つぶやき日記・復刻版①オオトラに変身した娘2009年09月22日

 このブログは3年前の2009年6月19日にスタートした。そしてその1年後の2008年5月10日のリタイヤの日以来、今のところ毎日更新を維持している。アクセスも1日平均50を越える数をカウントしている。とはいえ毎日更新の維持が結構辛い時があるのも事実である。
 ブログとしてはかなり出遅れたが、実は個人ホームーページにはずっと以前から「つぶやき日記」と題して、徒然の想いを綴っていた。最初の執筆は1998年3月13日で、11年6ヵ月前からのスタートだった。折にふれかっての記事を読み返すこともある。中には我ながらの出来栄えの記事もある。そこで思いついた。毎日更新を維持するために駄作の記事でお茶を濁すより、かっての「つぶやき日記」の中からこれぞと思う記事を掲載した方が意味があるのではないか。(ブログの毎日更新維持に向けたイージーでセコイ対応と言えなくもない)
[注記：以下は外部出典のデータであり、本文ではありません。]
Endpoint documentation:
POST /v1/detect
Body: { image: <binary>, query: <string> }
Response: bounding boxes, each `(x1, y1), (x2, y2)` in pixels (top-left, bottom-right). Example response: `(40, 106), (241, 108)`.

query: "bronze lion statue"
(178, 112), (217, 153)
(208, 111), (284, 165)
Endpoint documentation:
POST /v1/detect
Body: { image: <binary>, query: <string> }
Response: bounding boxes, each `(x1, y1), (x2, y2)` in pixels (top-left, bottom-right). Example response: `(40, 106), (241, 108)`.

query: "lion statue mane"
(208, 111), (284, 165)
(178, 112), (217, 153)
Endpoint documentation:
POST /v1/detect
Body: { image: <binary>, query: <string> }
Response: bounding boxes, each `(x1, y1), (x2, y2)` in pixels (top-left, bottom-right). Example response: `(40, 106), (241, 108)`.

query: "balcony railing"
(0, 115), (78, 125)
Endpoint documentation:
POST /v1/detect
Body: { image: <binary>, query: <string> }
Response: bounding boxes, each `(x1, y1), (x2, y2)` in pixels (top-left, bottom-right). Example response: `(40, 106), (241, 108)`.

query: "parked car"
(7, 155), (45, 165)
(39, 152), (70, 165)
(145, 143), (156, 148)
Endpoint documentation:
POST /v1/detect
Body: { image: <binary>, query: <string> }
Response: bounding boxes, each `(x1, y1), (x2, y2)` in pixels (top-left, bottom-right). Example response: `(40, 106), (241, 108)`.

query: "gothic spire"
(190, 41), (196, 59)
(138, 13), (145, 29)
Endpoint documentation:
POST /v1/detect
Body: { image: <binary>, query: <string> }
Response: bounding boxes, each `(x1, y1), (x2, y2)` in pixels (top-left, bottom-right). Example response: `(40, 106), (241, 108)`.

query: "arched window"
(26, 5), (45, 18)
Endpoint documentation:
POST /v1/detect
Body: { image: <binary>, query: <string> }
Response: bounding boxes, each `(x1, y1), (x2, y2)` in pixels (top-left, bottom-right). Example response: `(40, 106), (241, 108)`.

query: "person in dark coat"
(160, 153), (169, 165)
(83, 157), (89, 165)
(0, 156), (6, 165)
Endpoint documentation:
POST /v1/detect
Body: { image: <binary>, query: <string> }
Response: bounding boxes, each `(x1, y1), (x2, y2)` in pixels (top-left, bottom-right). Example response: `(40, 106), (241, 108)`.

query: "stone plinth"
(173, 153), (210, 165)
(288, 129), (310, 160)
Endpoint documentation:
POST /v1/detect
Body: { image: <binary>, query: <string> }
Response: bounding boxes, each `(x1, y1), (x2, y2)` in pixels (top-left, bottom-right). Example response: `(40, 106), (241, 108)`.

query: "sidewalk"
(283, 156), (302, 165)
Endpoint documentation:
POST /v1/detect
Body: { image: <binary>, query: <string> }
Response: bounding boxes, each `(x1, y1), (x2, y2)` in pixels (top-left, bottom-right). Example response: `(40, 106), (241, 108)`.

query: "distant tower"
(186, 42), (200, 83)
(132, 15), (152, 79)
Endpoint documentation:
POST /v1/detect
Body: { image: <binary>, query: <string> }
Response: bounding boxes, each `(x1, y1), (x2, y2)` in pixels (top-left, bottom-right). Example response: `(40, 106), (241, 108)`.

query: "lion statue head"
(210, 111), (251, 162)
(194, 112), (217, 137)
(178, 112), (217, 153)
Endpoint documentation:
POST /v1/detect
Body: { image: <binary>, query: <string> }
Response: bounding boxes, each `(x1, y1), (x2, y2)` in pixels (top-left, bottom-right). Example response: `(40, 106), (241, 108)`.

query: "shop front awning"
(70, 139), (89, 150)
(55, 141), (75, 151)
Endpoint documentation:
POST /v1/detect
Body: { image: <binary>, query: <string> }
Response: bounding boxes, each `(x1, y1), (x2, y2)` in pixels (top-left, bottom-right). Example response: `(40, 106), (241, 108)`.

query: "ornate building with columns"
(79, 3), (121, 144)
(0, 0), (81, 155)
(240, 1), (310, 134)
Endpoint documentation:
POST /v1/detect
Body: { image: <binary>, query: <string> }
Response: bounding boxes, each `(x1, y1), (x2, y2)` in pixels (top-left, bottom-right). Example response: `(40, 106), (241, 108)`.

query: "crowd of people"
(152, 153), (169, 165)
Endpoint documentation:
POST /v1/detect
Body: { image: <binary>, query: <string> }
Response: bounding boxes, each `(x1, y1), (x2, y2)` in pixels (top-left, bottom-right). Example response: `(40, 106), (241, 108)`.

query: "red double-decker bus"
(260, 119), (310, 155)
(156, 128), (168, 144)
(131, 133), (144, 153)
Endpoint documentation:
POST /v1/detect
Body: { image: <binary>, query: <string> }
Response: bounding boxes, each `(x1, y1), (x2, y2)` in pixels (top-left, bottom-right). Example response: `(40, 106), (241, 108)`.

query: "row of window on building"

 かくしてブログカテゴリーの追加となった。カテゴリーのタイトルは「復刻版・日記」である。記念すべき第1作は「オオトラに変身した娘」と題した11年前の記事である。


 午後10:30 、同僚の送別会とのことだが、娘の帰宅がやけに遅い。電話のコール音。そらきた。父、受話器に飛びつく。「お嬢さんの勤務先の○○と申します。実はお嬢さんが酔いつぶれて・・・。今からタクシーでお宅まで送りますので道順を教えて頂けませんか」。受話器の向こうの若い女性の声。「1人で帰れる状況にない」とのダメオシ。父、一瞬絶句。気を取りなおして「近くの高速のインターまで迎えにあがります。」
約1時間後、母親ともども押っ取り刀で最寄りのインター出口にかけつける。タクシー着。後部シートに眠りこけているオオトラに変身した娘。漂う異臭がモドシまくった状況を雄弁に物語る。付き添いの上司である○○さんにひたすら恐縮と感謝の弁。抱えるようにマイカーに。
 帰宅後はもっぱら母親の獅子奮迅の活躍。再びモドス娘の介護、シャワー後の爆発ヘヤーの修復工事への加担(女という動物は、かくなる非常事態のもとでも、かくも髪型にこだわるのか・・・)、泥だらけの衣類の洗濯等々・・・。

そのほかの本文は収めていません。